Sunday, September 20, 2009

D&D Game Day 2009

This weekend to celebrate this year's D&D Game Day I will have gamed a total of 12 hours: 3 hours Friday night and 2 hours Saturday morning (DMing Team Beta in the Back to D&D Basics campaign), 4 hours Saturday afternoon (playing in a D&D 4E sanctioned event), and 3 hours Sunday evening (DMing Team Alpha in B2B). For me, especially these days, that is a lot of gaming.

The happenings regarding the B2B Campaign can be found here. It was a lot of fun to play so much D&D with my boys and their friends. Friday night's group encountered a magical trap which put one of their party to sleep. An attempt to wake him led to an entire room in the ruined castle of Mistamere being set aflame. Eventually the sleeping member was wakened from his slumber with the casting of a Dispel Magic spell by a high level magic-user (which also depleted the party's funds).

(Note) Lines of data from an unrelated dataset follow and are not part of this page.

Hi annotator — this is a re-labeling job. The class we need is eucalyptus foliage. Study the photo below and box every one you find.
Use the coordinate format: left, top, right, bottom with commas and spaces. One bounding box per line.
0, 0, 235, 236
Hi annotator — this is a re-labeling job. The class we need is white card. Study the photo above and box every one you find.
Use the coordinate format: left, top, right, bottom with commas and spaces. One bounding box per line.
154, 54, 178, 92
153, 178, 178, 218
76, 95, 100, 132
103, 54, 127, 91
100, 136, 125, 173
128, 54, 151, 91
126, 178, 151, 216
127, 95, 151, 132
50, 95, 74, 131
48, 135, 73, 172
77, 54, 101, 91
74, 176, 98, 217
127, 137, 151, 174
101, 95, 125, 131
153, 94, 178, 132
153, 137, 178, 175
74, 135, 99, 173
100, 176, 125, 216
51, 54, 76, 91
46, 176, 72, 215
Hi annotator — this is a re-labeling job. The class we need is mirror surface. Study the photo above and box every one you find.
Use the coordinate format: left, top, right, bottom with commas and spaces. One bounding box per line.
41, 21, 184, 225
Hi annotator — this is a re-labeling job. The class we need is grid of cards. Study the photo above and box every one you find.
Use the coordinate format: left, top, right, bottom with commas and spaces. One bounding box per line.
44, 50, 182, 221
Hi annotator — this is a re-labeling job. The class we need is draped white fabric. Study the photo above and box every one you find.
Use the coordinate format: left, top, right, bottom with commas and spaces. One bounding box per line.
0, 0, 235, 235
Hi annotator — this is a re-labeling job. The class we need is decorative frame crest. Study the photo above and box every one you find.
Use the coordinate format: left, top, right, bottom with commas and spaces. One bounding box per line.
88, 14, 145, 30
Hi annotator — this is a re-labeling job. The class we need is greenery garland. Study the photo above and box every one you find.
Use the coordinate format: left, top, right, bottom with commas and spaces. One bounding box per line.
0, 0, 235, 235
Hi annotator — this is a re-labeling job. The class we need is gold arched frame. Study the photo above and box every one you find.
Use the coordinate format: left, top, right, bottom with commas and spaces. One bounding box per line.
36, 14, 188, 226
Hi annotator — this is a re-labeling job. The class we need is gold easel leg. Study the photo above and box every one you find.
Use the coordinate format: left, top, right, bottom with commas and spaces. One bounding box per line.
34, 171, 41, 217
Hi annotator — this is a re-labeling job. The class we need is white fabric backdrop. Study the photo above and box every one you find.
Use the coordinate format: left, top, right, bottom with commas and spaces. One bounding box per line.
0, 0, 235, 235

What I found amazing was that simple encounter was the talk of the night and went into the next day when we sat down again to play a couple more rooms before having to return boys to their respective homes. This glimpse into their sense of wonder at the event was enlightening and encouraging that the time spent playing was truly appreciated by all.

As a counterpoint my experience with the Game Day event at a local game store was...interesting. My expectation was that this would be a scripted beginning adventure for 1st level pre-gen characters. The adventure was not scripted. In fact it was more of an adventure toolkit than actual adventure. And the pre-gen characters were not 1st level.

Each table of participants first gathered to create the adventure. This included selecting the creatures to be used in each of the two encounters and providing tactics and background story to get the party of characters involved in the action. This sounds like a great idea, but I would imagine this would seem very unusual to a person who had never played D&D before and was participating in the event to see what all the fuss was about.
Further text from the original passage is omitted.